During this Election, Energy Affordability is a Crisis
A “tidal wave” of power shut-offs is looming over the nation as families struggle with mid-summer heat and the devastating financial effects of the pandemic. That is how NPR recently described a heartbreaking situation where millions of families are choosing between paying power bills and putting food on the table or buying essential medication.
New polling conducted by Morning Consult confirms the scale of the problem. Nearly half of Americans say that the pandemic has increased their concern about paying household bills, like electricity bills. Concern about being able to afford to keep the lights on or a house cool isn’t new for far too many families but it has jumped since the arrival of the pandemic. The Department of Energy found in 2015 that one in three U.S. households struggled paying energy bills, with minorities most affected. The surge in concern seen in the past few months should be setting off alarms.
Affordability is a crisis. And it’s a crisis grown more acute in the face of the pandemic and rising energy prices driven by a pivot away from baseload power.
And yet, while this affordability crisis builds towards a crescendo, one climate and energy plan after another threatens to raise energy prices further – an agenda far out-of-synch with voter preferences. In fact, the same polling from Morning Consult also found that 56 percent of Americans say they are unwilling to pay more in their electricity bills to support energy and climate plans that have been debated in the presidential race.
“The unprecedented circumstances stemming from the pandemic have created heightened financial stress for many American families that simply didn’t exist just months ago,” said Rich Nolan, NMA president and CEO, in response to the Morning Consult poll. “While paying the bills may not have been high on the list of voter concerns six months ago, the world is now markedly different. As summer heat broils across the country and with more Americans increasingly finding themselves at home, keeping families safe and cool costs more than ever. Coal generation not only plays an outsized role in propping up the grid and providing reliability during extreme weather, but it underpins affordability.”
While coal doesn’t play the same national role it once did, it remains essential and irreplaceable in many states and in several of the nation’s regional grids. For example, during baking summer heat, coal remains the leading source of power on the MISO grid which stretches up and down 15 states in the American heartland. That coal generation is still the linchpin in providing reliable, affordable power.
In fact, an examination of the states with higher percentages of coal generation and a diverse mix of fuels shows that balanced power mixes anchored by coal generation have some of the lowest prices per kilowatt hour for retail electricity.
A failure to properly value this generation, much less efforts to push it into early retirement, is eroding fuel security on the grid, posing serious questions about reliability and increasingly undermining affordability. Even absent new energy or climate proposals that would abandon fossil generation, Americans are already feeling the effects of the pivot away from low-cost existing generation to more expensive alternatives. More Americans are facing increases in their electricity bills than at any time in the last 30 years.

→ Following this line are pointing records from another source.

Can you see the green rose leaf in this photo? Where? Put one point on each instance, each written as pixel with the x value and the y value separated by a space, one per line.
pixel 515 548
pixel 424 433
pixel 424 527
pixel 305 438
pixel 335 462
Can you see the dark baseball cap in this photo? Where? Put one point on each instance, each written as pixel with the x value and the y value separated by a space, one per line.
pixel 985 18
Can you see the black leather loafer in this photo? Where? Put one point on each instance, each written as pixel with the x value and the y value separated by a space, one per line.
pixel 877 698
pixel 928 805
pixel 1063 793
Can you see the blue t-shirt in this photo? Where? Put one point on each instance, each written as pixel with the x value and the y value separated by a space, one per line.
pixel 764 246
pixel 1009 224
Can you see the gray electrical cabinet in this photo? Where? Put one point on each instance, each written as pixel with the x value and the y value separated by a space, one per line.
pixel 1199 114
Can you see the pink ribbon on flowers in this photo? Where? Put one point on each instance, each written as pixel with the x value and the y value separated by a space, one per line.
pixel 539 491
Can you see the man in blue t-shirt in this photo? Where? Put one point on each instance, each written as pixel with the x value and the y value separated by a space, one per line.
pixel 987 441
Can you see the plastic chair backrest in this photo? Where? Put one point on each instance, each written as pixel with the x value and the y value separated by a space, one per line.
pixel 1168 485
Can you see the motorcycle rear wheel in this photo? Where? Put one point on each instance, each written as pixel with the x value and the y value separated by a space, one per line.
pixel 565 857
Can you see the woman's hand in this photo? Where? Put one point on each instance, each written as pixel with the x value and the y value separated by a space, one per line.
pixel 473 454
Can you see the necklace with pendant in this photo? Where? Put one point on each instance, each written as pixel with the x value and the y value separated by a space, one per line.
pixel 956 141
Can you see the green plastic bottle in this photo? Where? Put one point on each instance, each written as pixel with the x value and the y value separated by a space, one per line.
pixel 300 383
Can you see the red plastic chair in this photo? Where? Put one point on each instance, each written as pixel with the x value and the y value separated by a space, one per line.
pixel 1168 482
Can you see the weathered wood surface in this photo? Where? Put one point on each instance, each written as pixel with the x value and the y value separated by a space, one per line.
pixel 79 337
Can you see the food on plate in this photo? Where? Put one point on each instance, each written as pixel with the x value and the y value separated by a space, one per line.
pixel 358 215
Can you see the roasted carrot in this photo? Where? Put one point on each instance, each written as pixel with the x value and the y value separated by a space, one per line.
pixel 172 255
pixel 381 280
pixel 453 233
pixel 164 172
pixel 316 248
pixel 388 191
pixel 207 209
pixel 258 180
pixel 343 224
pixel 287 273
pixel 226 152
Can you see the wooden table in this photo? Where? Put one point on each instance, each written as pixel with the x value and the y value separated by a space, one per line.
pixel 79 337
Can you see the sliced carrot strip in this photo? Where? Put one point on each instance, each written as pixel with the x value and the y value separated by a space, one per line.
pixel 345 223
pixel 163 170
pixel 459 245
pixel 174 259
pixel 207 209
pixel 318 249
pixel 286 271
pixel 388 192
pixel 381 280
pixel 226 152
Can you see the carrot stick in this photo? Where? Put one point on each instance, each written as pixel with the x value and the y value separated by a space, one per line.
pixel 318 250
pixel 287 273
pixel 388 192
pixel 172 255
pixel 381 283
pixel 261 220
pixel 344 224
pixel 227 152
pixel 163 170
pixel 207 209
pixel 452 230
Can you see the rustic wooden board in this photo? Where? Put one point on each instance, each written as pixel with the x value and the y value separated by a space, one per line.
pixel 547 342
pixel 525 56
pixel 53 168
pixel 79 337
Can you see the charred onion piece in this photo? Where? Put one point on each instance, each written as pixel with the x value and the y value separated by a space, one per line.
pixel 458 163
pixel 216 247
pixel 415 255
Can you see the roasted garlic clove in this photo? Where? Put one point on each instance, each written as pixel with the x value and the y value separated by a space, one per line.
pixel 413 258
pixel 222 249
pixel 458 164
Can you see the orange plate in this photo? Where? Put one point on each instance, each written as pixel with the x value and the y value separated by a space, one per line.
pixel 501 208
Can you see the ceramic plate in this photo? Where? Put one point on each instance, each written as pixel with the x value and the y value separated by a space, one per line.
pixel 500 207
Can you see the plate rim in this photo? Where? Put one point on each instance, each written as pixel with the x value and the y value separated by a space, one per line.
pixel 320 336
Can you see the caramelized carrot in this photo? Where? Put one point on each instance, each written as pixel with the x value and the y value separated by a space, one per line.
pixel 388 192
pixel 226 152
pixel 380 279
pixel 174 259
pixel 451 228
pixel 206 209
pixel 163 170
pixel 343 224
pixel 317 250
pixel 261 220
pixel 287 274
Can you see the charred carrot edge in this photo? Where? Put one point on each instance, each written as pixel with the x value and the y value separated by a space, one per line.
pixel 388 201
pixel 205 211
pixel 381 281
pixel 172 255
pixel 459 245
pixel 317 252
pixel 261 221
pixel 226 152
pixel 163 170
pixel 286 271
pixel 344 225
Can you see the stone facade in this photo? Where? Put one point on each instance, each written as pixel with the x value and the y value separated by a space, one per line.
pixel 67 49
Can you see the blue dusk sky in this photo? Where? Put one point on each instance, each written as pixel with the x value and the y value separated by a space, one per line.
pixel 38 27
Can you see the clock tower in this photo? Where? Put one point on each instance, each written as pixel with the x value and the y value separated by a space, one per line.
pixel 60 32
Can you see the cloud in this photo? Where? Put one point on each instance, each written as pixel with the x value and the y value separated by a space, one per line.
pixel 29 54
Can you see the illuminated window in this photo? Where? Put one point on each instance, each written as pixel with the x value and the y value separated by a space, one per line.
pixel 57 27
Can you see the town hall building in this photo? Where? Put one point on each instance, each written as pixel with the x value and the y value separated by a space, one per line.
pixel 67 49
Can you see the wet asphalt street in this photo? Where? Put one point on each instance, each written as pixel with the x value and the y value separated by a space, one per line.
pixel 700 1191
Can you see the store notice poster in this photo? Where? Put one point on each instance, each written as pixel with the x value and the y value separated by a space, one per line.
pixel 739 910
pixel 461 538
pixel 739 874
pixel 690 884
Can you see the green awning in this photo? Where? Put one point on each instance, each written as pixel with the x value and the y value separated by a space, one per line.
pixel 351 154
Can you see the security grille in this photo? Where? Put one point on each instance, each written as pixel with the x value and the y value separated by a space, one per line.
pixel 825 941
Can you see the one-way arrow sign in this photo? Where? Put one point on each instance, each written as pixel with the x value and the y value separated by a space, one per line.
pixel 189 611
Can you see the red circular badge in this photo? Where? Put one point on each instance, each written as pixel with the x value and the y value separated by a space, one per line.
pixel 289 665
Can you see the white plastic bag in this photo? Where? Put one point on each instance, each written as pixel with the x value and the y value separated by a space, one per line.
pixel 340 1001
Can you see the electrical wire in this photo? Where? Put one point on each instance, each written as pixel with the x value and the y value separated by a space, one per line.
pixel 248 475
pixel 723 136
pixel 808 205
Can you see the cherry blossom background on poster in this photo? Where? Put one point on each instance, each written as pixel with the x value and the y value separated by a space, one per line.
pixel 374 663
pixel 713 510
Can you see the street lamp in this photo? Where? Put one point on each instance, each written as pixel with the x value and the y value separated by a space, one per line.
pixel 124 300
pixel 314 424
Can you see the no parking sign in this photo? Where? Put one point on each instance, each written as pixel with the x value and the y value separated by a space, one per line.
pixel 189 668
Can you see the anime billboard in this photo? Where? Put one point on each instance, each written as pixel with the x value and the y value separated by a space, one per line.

The perverse incentive for utilities to turn hostile to their own well-operating assets to chase higher investor returns on new builds is having just the effect one might assume. The push for new rate cases is nearly unprecedented at precisely the moment ratepayers can least afford it. The most recent information from the U.S. Energy Information Agency shows that nearly half of all major U.S. electric utilities filed to change electricity rates in 2018, the largest number since 1983.
Instead of accelerating in the wrong direction, thoughtful policy will recognize that affordable, reliable power is more important than ever and tread very carefully in managing a changing electricity mix. Americans can’t afford to, and have made it clear they won’t, support policies that drive up energy prices. The last thing millions of Americans struggling to keep the lights on need is for misguided policy to turn electricity into a luxury good.